A resistência, a clareza de ideias e a tranquilidade, como o guerreiro feliz de Wordsworth, são as qualidades de Ed Miliband destacadas por aqueles que o conhecem. “Sempre ganhou uma briga”, opina Alastair Campbell, que foi braço direito de Blair. “Foi questionado desde o princípio, mas demonstrou uma enorme resistência.”
Ao contrário de seu irmão, o caçula dos Miliband posicionou-se à esquerda do Novo Trabalhismo, que governou o país durante 13 anos apelando aos eleitores de centro e à cumplicidade dos grandes empresários. Ed abriu mão de buscar votos nas alas conservadoras e se empenhou, em vez disso, na unidade do voto progressista, acreditando que a crise e a decepção com o Novo Trabalhismo haviam inclinado a balança da sociedade britânica para a esquerda.
É a estratégia dos 36%. Um ex-deputado veterano tory, especialista em estratégia política, explica a aritmética por trás dessa porcentagem: “Em 2010, o trabalhismo colheu seu pior resultado e obteve 29% dos votos. Esse é seu voto tribal, seu reduto. O Governo de coalizão provocou um colapso do voto liberal democrata, de 20% para 10%. Para cada voto liberal-democrata que ia para os conservadores, três iam para o trabalhismo. Isso dá 7% que, somado aos 29%, resulta nesses 36% que Miliband se propôs em manter desde 2010”.
O guerreiro feliz não quis contar com a má sorte de seu partido na Escócia, com o estrago que poderia infligir à sua legenda ao norte da fronteira, ao fazer campanha lado a lado por dois anos com os conservadores para manter o país unido. Talvez seja isso que tire os três pontos que o separam dos desejados 36% em comparação aos 33% indicados nas pesquisas.
Nas últimas semanas, Miliband tem buscado esses três pontos no centro, com um programa mais moderado do que muitos esperavam e acreditando que seu compromisso em permanecer na Europa tenha garantido o apoio do mundo empresarial, onde reina a sensação de que o candidato do Partido Trabalhista não lhes dá importância. Também tem buscado os pontos extras na esquerda, através de um polêmico encontro televisionado com o ator e ativista Russell Brand, na caça de seus nove milhões de seguidores no Twitter e seu prestígio entre uma juventude apática.

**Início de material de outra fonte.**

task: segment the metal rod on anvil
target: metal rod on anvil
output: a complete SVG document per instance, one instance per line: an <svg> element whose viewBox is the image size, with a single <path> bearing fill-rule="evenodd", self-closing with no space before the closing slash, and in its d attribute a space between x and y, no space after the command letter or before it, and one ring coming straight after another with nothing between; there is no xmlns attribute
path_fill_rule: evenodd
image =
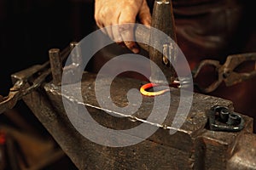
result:
<svg viewBox="0 0 256 170"><path fill-rule="evenodd" d="M151 26L166 33L172 38L174 43L177 42L172 3L171 0L154 1ZM172 44L173 42L170 42L166 39L160 39L154 30L143 26L138 26L135 28L135 39L137 42L141 42L141 40L143 40L143 42L148 42L149 46L139 42L138 44L142 48L148 52L150 60L160 68L168 83L171 84L175 79L175 70L173 68L175 63L173 62L175 62L176 59L172 51L171 51L175 50L173 49L174 45ZM160 47L162 53L154 47ZM164 81L160 77L160 74L157 71L153 69L153 67L151 70L150 81L152 82L160 83Z"/></svg>
<svg viewBox="0 0 256 170"><path fill-rule="evenodd" d="M62 64L59 48L51 48L49 50L49 63L52 73L53 83L55 85L61 84Z"/></svg>

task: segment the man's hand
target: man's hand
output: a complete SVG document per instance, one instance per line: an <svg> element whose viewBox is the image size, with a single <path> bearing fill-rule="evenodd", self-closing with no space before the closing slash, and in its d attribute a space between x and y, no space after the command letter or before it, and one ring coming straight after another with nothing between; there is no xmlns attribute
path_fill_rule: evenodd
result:
<svg viewBox="0 0 256 170"><path fill-rule="evenodd" d="M113 25L135 23L137 16L139 21L150 26L151 14L146 0L96 0L95 1L95 19L96 25L105 27ZM131 25L114 26L108 29L108 37L118 44L125 45L133 53L137 54L139 48L134 42L134 30ZM133 41L123 41L131 39Z"/></svg>

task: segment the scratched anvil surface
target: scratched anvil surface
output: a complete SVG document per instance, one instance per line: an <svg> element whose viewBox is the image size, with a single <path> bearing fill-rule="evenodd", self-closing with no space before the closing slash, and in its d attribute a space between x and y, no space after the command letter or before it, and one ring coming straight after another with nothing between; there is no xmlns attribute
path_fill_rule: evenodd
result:
<svg viewBox="0 0 256 170"><path fill-rule="evenodd" d="M242 116L245 128L241 132L207 130L207 110L216 105L228 106L232 110L232 102L195 93L184 123L177 129L177 133L171 135L170 128L180 100L179 90L172 88L171 104L162 101L162 105L155 105L160 114L163 107L170 107L164 122L160 125L152 120L148 122L149 127L155 126L158 128L150 137L126 147L108 147L96 144L80 134L70 122L63 107L62 97L67 103L86 107L93 119L102 126L117 130L139 126L142 123L140 120L146 120L150 114L154 102L154 98L143 96L138 110L131 118L113 116L109 114L111 110L107 111L102 108L96 100L96 74L84 72L80 88L76 89L74 84L65 85L73 89L65 94L61 86L49 82L44 84L42 89L23 98L79 169L232 169L230 158L236 154L236 150L234 148L236 147L236 141L244 133L253 131L253 119L245 116ZM127 105L126 94L130 89L139 89L144 83L137 79L117 77L109 84L108 77L104 78L106 86L111 86L109 99L119 107ZM102 82L104 82L104 78ZM101 87L98 92L106 90L104 85ZM83 101L76 98L79 91ZM114 111L113 113L115 114Z"/></svg>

A avaliação de Miliband era tão baixa que não havia outra alternativa a não ser subir. E subiu. A eficiente campanha humanizou o político fratricida. A hashtag #Milifan, com a qual as pessoas compartilhavam memes do candidato em poses sexy, fez sucesso na Internet. Seus rivais conservadores continuam sem explicação por que, com um opositor desse tipo e com a economia britânica em recuperação, não foram capazes de deslanchar. Como sempre, todos subestimaram Ed Miliband. Não acreditaram na prodigiosa resistência do guerreiro feliz.